Investors are increasingly concerned about the impact of economic conditions on banks and the potential for a funding squeeze. More than half the survey respondents say the economic situation is a “critical” risk to bank credit quality over the next 12 months, and more than 40 per cent highlight access to funding as a critical risk (see chart 5).

Fitch downgraded the big-four Australian banks, to A+ with negative outlook, on 7 April. Its analysts say the majors remain “adequately capitalised” with “sufficient liquidity to weather the disruption, at least in the short term”.

The pandemic will pressure the operating environment for Australian banks, particularly with asset quality and earnings. Fitch’s base case is for a sharp economic contraction in H1 2020, with a modest recovery beginning in H2. Unemployment is likely to remain elevated relative to pre-pandemic levels.

Significant government and bank support should assist business and household borrowers. Nevertheless, Fitch expects a portion of businesses will not resume after lockdowns end and many households will be unable to resume repayments when loan holidays finish. This will drive impairment charges higher at the same time as lower interest rates pressure net interest margins, while credit growth is likely to remain low.

The banks are generally well capitalised, which will help to offset some of these risks – although there remains a substantial downside threat to Fitch’s base case.

In funding markets, the Reserve Bank of Australia announced its term funding facility (TFF) for banks on 19 March – right at the end of the Fitch-KangaNews survey period. It is possible knowledge of this facility may have reduced investors’ concern about access to funding.

The purpose of the TFF is to free up credit for businesses and households via the banking sector. Again, its existence might have mitigated investor concern about a funding squeeze in the real economy – concern that was clearly elevated during the survey period (see chart 6).
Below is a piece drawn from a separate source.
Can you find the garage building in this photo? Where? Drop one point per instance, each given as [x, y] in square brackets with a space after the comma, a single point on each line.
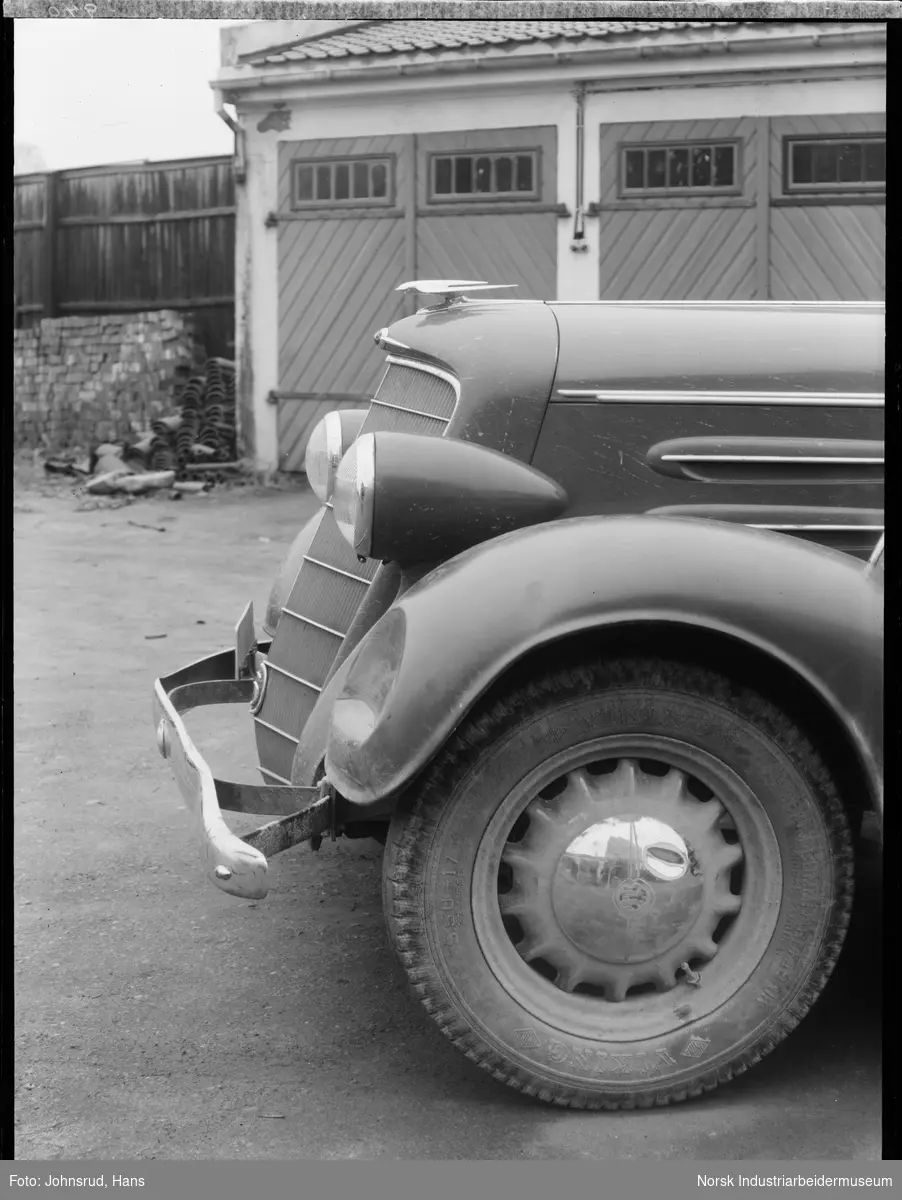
[579, 160]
On the other hand, it seems unlikely that any support measures would have significantly changed the investor outlook on corporate Australia’s weakening position. The survey shows a jump in expectations about corporate leverage (see chart 7) that is not driven by a positive view on investment – far from it. To the extent that corporates have cash to deploy in the coming year, fixed-income investors predict maintaining buffers will be the main priority, over investment and even shareholder compensation (see chart 8).

With these factors in mind, investors will probably be keeping a close eye out for any signs of stress in the corporate loan and capital markets. For the first time in the history of the Fitch-KangaNews survey, more investors foresee refinancing problems for a specific sector than predict no significant refinancing issues. The buy side thinks nonfinancial corporates will be the ones in the firing line (see chart 9).

Australian corporate issuers have been all but silent in debt capital markets since the explosion of the COVID-19 crisis, with just two deals printing – both in the euro market. Domestic banks have also been all but silent, and the TFF is likely to keep a lid on issuance by Australian FIs across the globe. The sovereign and semi-government market, meanwhile, has started ramping up to a new phase of issuance growth.

This pattern matches investor expectations. The survey shows a net 60 per cent-plus of fund managers expect growth in issuance from the government sector, while expectations around FI and corporate issuance are both in negative territory (see chart 10).

When it comes to investors’ own participation in markets, the spreads fund managers say they would be willing to pay for various debt asset classes have gone up across the board – though arguably not massively (see chart 11).

Most investors forecast further spread widening in all credit asset classes. Even the proportion anticipating cheaper sovereign debt and covered bonds grew significantly from the survey conducted in the second half of 2019 (see chart 12).

The most positive news from the survey is that investors appear to believe buying opportunities will emerge on the back of a wide-ranging repricing. At 52 per cent, the proportion of investors expecting to add credit in the coming 12 months is a record for the Fitch-KangaNews survey (see chart 13).